My favorite priest at St. Thomas More has retired. He was my last shred of attachment to the Catholic Church, someone I like and respect so, so much. He said I could write to him which took some of the forlornness away but I’m still grieving due to the more than likely probability of never seeing him again.
I think back of all the things that have happened in my life that brought me incredible pain that somehow I managed to recover from. When Bill Hicks died for instance that was a bullet I sincerely thought I’d never heal from, yet 18 plus years later I can now unemotionally write about him in all his Texan glory.
We’re designed to heal, there’s no question. Our hearts may be held together by glue and epoxy but they seem to always rise up like wounded soldiers from the field.
I just watched a film called The Upside of Anger and there’s a poignant scene when the two leads are in his kitchen sharing a pint of ice-cream. After Denny (Kevin Costner) declares himself to Teri (Joan Allen) she says, “I’ve had my heart broken Denny and I don’t know if it’s ever gonna heal.”

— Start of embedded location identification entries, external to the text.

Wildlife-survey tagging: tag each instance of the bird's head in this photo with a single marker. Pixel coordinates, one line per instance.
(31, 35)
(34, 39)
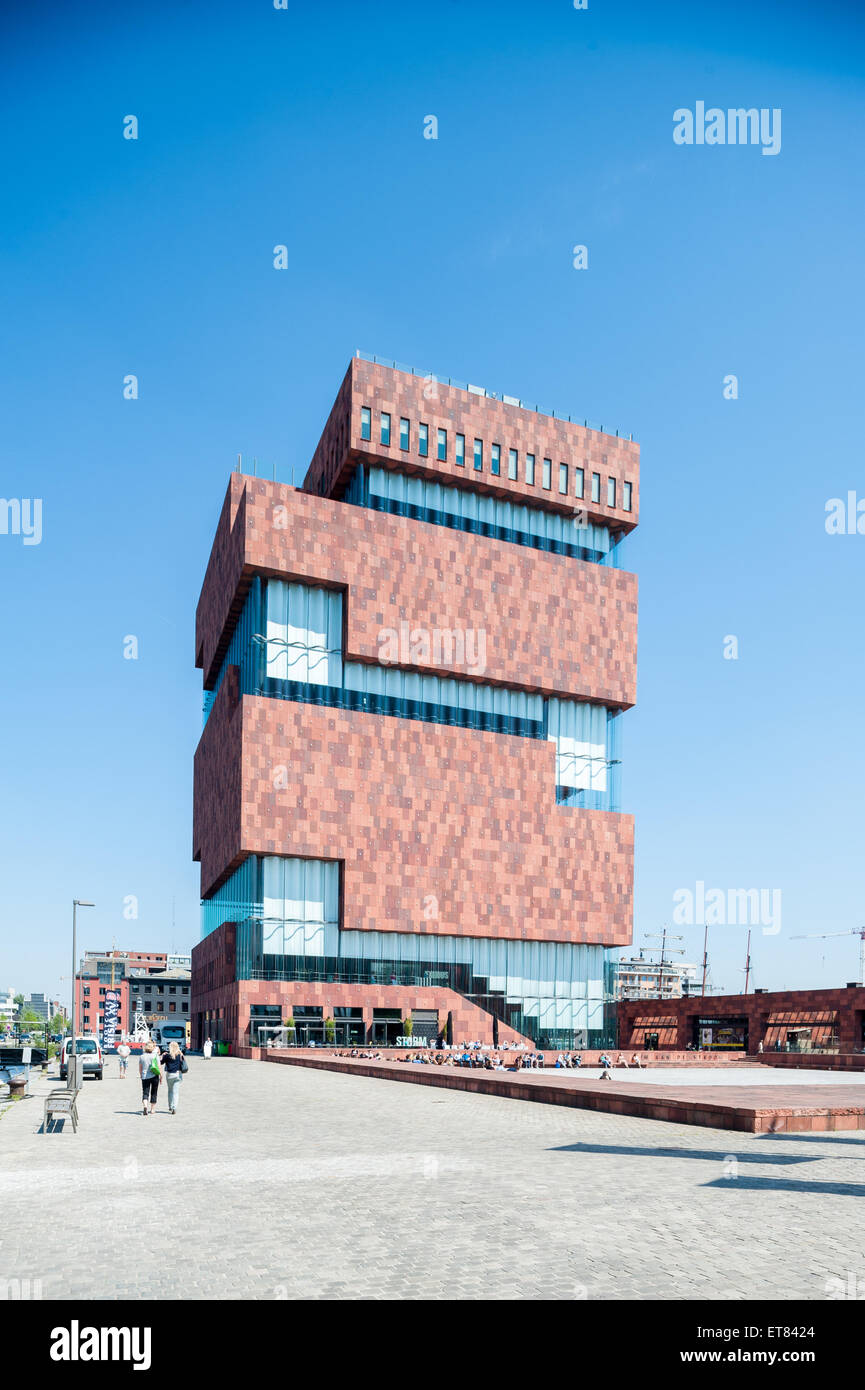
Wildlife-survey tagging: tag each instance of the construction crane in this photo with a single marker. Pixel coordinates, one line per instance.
(825, 936)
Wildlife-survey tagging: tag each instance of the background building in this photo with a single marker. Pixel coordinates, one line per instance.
(7, 1008)
(406, 791)
(801, 1020)
(634, 977)
(139, 979)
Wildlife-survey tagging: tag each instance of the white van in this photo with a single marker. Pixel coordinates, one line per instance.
(89, 1050)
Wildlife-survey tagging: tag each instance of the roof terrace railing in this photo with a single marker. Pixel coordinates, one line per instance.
(490, 395)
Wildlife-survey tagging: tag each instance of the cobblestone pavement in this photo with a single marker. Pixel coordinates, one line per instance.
(278, 1182)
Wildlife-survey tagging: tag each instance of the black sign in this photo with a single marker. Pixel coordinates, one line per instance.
(110, 1018)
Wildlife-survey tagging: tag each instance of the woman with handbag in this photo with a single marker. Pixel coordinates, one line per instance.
(174, 1066)
(150, 1070)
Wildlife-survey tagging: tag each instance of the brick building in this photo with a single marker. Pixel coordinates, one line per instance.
(416, 665)
(800, 1020)
(142, 979)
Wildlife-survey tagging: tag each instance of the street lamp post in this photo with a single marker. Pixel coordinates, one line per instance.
(77, 902)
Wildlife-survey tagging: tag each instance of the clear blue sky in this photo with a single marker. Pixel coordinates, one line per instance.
(303, 127)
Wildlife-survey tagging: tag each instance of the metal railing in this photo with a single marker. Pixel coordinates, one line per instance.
(488, 395)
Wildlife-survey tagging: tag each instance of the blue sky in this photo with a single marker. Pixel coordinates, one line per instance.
(305, 127)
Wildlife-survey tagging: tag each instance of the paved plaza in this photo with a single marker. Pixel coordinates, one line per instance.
(280, 1182)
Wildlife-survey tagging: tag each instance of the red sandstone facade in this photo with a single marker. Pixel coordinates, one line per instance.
(785, 1019)
(416, 812)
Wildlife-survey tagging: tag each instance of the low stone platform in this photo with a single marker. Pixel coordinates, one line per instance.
(801, 1107)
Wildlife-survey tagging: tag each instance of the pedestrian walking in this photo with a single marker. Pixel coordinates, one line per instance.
(174, 1066)
(150, 1073)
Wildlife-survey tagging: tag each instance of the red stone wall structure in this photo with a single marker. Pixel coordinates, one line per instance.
(832, 1019)
(416, 811)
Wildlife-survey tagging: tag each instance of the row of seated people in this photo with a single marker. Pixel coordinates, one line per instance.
(491, 1061)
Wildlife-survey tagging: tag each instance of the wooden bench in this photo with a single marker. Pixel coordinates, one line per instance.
(60, 1104)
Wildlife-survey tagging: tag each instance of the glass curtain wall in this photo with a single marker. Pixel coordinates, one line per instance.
(288, 929)
(383, 489)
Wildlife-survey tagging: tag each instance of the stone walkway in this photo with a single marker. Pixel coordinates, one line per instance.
(278, 1182)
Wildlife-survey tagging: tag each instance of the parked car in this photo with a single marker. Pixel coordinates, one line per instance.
(89, 1050)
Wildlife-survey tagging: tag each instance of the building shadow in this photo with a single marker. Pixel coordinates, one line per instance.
(708, 1155)
(790, 1184)
(828, 1137)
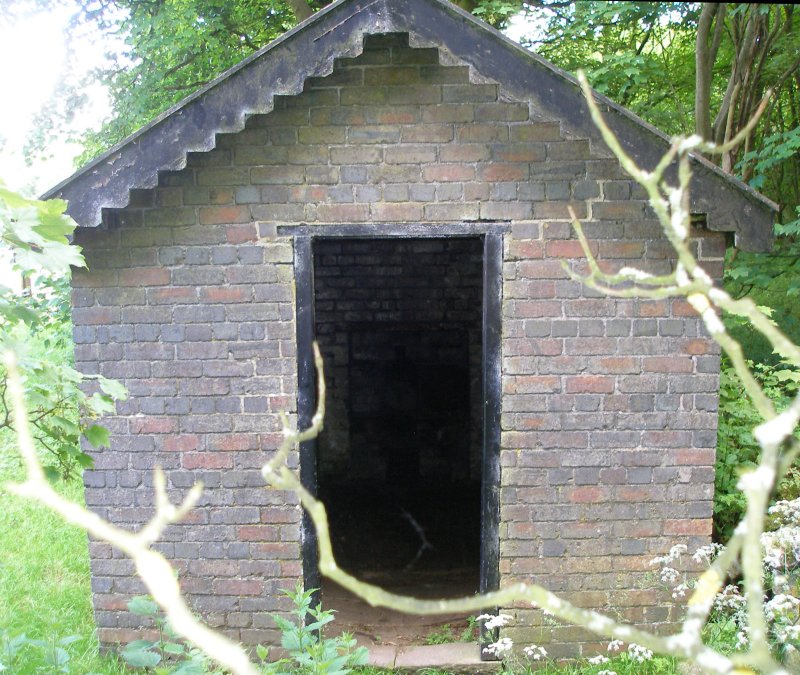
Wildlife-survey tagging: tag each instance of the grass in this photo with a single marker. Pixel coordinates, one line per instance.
(44, 580)
(45, 594)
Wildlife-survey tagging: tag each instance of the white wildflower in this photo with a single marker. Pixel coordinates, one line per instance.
(502, 646)
(638, 653)
(680, 591)
(492, 621)
(669, 575)
(535, 652)
(705, 554)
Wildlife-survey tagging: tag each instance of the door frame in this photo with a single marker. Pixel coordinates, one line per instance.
(492, 236)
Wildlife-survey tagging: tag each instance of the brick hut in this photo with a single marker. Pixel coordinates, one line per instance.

Denny says, “Sure it will, just a little funny that’s all, like it might have a limp.”
I loved that because it’s true. In life we take dramatic hits yet miraculously live through them. Are we changed because of them; just a little sadder? Absolutely, but we’re made to love and carry on no matter what befalls us.
All things pass, good and bad, happy and sad so I know this stroll through the valley will end and I’ll find myself in a beautiful clearing once again.
I was thinking of writing the girl upstairs a short farewell note.
It’s been really great being your neighbor these past three years. I wish you all the best but I was thinking, in the future when you go out drinking with your girlfriends, could you please consider wearing flats?